Mentre nei tribunali britannici continuerà la battaglia legale, chiediamo agli Usa di porre finalmente termine a questa vergognosa saga, annullando tutte le accuse nei confronti di Assange. Questo significherebbe fermare il procedimento giudiziario negli Usa e la libertà di Assange, che ha già trascorso cinque anni in carcere.

Anche perché le condizioni di salute di Assange sono, come noto, pessime. Anche in quest’occasione non ha potuto essere presente all’udienza e quindi questa saga infinita che gli Stati Uniti vogliono portare avanti rischia di produrre danni, questa volta non con un’estradizione che sembrava imminente, ma con un ulteriore peggioramento delle condizioni di salute di Assange.

Quello che ci vorrebbe è un atto di coraggio (o meglio, di giustizia) da parte di Joe Biden. Se il presidente americano vuole essere ricordato per qualcosa di buono nel campo della libertà di espressione, prima che termini il suo mandato, una cosa ha da fare: porre fine a questa persecuzione giudiziaria ritirando le accuse e annullando il mandato di estradizione.

libertà di stampa in pericolo

Va aggiunta un’altra questione, perché in questi anni si è sempre detto «se Assange verrà estradato sarà un colpo mortale per la libertà di informazione e per il giornalismo investigativo» e questo rimane assolutamente vero e da scongiurare. Tuttavia, già in questi anni in cui Assange è stato messo sotto accusa, additato come un nemico, una spia e un traditore, il potere intimidatorio di questa azione da parte degli Stati Uniti si è fatto sentire.
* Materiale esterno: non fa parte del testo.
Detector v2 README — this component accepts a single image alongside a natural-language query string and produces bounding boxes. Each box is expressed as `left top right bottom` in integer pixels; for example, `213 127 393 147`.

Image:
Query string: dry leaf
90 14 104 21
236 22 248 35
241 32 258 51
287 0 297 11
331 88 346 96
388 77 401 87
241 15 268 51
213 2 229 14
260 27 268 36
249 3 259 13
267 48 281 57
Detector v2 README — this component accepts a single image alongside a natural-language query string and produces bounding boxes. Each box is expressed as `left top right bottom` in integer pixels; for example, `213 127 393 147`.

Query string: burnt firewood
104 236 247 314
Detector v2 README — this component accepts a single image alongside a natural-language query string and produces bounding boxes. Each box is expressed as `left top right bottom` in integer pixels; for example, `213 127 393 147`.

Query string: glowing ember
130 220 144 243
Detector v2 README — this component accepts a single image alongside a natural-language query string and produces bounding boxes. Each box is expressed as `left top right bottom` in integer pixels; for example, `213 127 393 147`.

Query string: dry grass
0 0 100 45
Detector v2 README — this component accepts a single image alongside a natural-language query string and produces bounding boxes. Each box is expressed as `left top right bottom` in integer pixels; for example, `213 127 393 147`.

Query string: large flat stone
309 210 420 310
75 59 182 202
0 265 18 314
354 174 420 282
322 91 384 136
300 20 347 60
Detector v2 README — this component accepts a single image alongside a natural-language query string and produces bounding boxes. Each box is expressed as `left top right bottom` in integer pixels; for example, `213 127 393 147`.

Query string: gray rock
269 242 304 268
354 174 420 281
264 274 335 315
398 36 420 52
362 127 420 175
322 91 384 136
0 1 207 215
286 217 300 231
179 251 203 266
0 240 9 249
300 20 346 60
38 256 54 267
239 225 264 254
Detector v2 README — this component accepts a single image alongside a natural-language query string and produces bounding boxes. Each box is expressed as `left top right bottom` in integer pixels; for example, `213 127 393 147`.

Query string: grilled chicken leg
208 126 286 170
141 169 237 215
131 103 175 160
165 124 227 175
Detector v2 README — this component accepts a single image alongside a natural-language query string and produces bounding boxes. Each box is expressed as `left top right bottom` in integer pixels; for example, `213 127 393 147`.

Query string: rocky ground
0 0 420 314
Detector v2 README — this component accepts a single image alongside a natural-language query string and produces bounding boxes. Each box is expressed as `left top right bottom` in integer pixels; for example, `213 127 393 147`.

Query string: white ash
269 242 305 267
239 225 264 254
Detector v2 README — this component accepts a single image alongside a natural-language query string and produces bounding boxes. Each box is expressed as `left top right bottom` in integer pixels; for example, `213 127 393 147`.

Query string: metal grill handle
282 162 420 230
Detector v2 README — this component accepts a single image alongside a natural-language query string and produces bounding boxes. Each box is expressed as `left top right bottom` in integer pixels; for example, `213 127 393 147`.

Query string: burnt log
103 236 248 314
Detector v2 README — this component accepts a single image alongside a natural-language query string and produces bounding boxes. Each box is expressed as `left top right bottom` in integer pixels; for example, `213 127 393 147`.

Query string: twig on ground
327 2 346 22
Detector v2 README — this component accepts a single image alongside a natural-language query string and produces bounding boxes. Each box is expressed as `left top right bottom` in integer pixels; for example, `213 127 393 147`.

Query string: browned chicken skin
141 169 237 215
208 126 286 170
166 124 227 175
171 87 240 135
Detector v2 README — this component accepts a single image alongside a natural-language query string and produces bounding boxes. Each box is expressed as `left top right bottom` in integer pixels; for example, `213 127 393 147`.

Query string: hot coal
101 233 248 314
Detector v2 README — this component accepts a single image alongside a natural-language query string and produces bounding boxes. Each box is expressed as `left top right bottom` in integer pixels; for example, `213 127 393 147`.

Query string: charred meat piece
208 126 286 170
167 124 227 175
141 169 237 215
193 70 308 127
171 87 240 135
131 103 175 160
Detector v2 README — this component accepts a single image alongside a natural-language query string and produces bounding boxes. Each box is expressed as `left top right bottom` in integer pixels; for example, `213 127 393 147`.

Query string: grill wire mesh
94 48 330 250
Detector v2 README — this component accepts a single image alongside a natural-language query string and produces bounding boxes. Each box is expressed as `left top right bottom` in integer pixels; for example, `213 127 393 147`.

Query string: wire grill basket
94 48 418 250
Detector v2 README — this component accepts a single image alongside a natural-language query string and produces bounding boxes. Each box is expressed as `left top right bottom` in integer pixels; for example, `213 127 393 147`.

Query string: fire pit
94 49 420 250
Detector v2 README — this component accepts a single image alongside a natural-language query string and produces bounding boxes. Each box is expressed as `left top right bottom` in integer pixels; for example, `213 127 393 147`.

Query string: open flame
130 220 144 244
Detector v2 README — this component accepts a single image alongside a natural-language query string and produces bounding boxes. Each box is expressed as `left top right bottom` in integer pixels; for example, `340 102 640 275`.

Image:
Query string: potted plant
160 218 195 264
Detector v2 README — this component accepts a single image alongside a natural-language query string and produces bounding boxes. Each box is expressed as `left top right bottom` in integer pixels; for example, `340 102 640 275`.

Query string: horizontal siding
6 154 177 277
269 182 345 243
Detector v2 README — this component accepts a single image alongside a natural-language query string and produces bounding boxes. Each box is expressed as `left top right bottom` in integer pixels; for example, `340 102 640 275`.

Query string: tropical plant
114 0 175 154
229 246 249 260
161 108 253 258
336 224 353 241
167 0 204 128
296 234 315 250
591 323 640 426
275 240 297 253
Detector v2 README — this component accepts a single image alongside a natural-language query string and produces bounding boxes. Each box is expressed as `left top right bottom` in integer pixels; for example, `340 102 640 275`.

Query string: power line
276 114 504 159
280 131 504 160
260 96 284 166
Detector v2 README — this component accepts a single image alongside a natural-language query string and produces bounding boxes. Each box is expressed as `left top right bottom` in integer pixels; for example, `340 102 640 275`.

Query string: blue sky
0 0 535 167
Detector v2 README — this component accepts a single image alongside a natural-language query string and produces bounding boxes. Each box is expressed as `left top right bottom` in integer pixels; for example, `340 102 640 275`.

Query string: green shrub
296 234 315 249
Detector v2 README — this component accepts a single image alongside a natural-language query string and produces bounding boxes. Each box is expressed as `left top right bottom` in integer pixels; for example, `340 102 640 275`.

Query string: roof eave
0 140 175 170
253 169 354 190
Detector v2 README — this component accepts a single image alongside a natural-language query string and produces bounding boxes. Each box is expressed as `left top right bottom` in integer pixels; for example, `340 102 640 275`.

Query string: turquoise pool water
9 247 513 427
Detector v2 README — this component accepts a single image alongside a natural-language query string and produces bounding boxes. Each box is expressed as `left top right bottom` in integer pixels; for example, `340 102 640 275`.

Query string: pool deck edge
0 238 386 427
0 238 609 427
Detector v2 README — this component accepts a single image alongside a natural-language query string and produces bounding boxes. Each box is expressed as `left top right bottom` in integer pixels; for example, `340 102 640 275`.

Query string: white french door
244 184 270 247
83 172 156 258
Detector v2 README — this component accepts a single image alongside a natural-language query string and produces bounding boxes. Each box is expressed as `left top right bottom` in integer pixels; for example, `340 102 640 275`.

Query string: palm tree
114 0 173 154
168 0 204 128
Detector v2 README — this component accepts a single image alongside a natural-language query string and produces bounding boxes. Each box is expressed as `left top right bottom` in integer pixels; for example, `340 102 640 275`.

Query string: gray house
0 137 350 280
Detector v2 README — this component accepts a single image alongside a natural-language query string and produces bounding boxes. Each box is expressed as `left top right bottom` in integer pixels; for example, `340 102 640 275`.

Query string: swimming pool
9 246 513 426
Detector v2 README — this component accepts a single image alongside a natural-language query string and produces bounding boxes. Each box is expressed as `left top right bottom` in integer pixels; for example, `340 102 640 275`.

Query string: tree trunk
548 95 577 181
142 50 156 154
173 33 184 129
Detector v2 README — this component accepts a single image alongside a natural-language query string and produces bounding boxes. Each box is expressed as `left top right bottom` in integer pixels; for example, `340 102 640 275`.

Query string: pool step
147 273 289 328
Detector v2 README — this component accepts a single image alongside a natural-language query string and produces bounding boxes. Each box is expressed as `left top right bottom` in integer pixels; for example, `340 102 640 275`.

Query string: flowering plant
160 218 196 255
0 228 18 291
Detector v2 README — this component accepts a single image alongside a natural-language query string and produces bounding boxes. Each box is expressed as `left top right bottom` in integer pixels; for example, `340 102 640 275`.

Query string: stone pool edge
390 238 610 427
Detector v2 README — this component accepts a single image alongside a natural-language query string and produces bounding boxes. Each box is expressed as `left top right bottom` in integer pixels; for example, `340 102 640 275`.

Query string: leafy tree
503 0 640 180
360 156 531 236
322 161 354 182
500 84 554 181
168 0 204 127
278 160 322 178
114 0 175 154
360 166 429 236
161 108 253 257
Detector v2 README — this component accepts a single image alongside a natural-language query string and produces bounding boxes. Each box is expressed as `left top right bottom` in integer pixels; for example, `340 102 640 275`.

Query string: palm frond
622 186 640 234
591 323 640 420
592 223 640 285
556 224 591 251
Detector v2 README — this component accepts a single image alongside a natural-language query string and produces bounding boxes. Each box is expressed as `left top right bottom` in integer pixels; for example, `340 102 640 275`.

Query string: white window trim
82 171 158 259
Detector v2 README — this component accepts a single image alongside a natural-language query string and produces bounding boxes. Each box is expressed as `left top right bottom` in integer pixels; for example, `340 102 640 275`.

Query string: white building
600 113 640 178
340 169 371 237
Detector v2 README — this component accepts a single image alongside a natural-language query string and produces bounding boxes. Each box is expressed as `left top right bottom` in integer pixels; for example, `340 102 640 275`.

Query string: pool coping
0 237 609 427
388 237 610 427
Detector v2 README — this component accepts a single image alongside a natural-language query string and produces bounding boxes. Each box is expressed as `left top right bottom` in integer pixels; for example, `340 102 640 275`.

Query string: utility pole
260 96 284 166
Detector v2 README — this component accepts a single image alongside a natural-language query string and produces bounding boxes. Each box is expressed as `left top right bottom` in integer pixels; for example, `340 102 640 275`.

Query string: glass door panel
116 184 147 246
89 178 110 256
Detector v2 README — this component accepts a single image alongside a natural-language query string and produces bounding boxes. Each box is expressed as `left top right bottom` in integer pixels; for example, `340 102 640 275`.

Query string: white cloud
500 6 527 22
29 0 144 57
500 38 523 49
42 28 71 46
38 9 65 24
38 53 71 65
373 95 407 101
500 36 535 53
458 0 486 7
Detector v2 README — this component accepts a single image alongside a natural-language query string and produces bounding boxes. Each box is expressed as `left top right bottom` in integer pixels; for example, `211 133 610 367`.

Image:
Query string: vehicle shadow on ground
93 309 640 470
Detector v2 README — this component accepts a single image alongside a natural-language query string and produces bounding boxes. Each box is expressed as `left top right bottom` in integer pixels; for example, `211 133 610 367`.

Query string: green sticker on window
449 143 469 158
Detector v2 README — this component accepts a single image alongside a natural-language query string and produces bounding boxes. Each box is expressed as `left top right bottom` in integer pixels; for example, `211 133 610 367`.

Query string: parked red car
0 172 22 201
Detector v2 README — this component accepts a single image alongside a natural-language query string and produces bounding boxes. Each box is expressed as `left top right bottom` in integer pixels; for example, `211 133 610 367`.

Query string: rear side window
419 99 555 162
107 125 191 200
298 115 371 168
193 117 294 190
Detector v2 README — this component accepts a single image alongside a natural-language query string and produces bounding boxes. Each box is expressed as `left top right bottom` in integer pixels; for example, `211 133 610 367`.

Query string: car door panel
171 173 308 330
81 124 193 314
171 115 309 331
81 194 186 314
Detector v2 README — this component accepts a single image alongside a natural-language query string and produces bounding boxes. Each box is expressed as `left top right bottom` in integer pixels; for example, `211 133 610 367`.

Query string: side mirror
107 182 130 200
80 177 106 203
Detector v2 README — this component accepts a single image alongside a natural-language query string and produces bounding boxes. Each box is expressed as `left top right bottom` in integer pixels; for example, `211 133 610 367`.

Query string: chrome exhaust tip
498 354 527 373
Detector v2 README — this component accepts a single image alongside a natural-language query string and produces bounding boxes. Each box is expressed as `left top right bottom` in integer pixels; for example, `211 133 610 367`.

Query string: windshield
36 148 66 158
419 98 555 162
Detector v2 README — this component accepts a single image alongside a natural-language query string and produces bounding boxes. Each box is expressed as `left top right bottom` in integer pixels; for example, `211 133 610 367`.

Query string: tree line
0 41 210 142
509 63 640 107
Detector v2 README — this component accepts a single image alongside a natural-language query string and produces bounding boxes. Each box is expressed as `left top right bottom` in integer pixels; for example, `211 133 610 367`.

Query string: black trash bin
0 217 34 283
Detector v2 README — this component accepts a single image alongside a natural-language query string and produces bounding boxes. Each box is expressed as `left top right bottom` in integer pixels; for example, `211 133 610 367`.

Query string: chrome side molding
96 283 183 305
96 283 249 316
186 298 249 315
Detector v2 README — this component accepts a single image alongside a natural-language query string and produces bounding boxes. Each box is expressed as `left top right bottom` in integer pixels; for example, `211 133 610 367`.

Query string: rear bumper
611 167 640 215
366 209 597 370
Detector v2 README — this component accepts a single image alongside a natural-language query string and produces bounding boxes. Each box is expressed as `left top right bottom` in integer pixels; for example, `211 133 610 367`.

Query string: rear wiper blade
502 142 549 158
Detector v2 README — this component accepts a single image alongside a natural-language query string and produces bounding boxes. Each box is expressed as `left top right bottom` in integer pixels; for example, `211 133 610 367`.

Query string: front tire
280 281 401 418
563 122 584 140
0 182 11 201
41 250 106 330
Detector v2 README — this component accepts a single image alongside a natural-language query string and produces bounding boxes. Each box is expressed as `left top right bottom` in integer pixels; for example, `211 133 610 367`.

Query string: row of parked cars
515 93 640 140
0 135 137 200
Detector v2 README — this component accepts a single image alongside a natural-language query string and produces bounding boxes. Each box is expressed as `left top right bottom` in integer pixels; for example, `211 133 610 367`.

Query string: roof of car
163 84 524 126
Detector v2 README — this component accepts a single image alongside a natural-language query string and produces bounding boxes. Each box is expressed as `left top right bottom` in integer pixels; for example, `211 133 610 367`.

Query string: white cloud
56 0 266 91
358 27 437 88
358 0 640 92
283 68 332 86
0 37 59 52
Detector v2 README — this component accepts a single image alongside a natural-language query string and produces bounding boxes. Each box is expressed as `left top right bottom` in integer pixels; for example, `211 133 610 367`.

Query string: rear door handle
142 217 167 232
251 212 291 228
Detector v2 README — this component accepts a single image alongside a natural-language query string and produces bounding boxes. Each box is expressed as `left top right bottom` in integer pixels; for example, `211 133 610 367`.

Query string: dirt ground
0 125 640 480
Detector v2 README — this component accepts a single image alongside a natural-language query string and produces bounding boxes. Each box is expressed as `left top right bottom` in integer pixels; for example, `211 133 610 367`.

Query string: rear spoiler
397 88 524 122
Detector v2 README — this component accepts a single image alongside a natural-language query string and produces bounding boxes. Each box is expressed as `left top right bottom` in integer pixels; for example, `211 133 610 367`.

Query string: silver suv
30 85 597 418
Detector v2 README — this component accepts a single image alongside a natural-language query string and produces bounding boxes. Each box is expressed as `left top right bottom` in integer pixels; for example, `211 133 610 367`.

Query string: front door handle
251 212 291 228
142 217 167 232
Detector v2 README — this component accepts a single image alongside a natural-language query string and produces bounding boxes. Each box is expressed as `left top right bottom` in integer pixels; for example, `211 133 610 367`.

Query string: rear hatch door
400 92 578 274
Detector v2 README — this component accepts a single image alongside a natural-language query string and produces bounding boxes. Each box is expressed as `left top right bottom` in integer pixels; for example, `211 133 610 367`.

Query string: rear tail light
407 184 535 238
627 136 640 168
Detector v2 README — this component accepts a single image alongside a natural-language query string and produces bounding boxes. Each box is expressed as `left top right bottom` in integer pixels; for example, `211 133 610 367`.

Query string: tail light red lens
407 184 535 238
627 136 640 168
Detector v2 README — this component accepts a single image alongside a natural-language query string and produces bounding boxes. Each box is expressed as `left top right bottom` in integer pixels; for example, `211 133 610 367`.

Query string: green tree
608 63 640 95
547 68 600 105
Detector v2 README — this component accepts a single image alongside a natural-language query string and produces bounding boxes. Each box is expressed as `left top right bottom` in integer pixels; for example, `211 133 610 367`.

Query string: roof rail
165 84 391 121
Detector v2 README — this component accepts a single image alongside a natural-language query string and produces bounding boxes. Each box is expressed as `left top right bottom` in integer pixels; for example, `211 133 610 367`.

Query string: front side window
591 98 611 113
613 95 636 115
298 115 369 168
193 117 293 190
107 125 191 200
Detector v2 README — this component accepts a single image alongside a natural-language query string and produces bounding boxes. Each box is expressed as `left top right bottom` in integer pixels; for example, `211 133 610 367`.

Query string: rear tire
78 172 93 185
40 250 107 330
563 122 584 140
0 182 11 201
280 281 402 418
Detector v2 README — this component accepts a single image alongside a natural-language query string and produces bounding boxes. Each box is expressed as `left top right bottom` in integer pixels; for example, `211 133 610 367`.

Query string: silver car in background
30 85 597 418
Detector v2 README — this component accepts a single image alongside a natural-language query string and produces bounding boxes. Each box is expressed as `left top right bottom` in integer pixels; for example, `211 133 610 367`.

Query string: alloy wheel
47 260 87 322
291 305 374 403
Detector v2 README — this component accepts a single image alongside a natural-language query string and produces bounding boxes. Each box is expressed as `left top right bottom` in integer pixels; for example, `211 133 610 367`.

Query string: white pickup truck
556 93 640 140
Lo dimostrano i dati di Amnesty International e di altri osservatori sulla libertà di stampa. Il giornalismo che indaga sugli abusi di potere, sui crimini di guerra, sulla corruzione e sulla commistione tra istituzioni e criminalità organizzata è in pericolo. Ci sono tante vicende simili a quella di Assange in luoghi meno illuminati e in situazioni che costituiscono accanimento e persecuzione giudiziaria. Penso a quanto accade in Messico e in diversi Stati dell’Africa subsahariana, ma anche alla repressione del giornalismo investigativo in stati del Nord Africa come l'Algeria e la Tunisia.

Da ultimo, ma non meno importante, stiamo vedendo qualcosa di simile anche nel nostro paese. La vicenda che interessa tre giornalisti di questo giornale ha elementi molto vicini alla vicenda di Assange. Ricevere informazioni di contenuto più o meno sensibile da fonti esterne e pubblicarle, quando queste informazioni si ritiene siano di interesse pubblico, comporta una persecuzione giudiziaria.

Assange fa scuola, mentre la sua vicenda giudiziaria è ancora in corso e non si è conclusa. Questo ci dice ancora una volta perché sia importante che quella vicenda si concluda presto e bene.

Gli Stati Uniti hanno voluto fare di Assange un esempio, un caso da manuale di cosa può succedere a chi mette il naso dove non dovrebbe, a chi rompe la regola del silenzio e sfida la cultura dell’impunità.

Per questo motivo, deve arrivare in tutti i modi un messaggio contrario: il giornalismo non è un reato, rendere noti i misfatti del potere è un’attività fondamentale per le società democratiche e pluraliste che rispettano i diritti umani.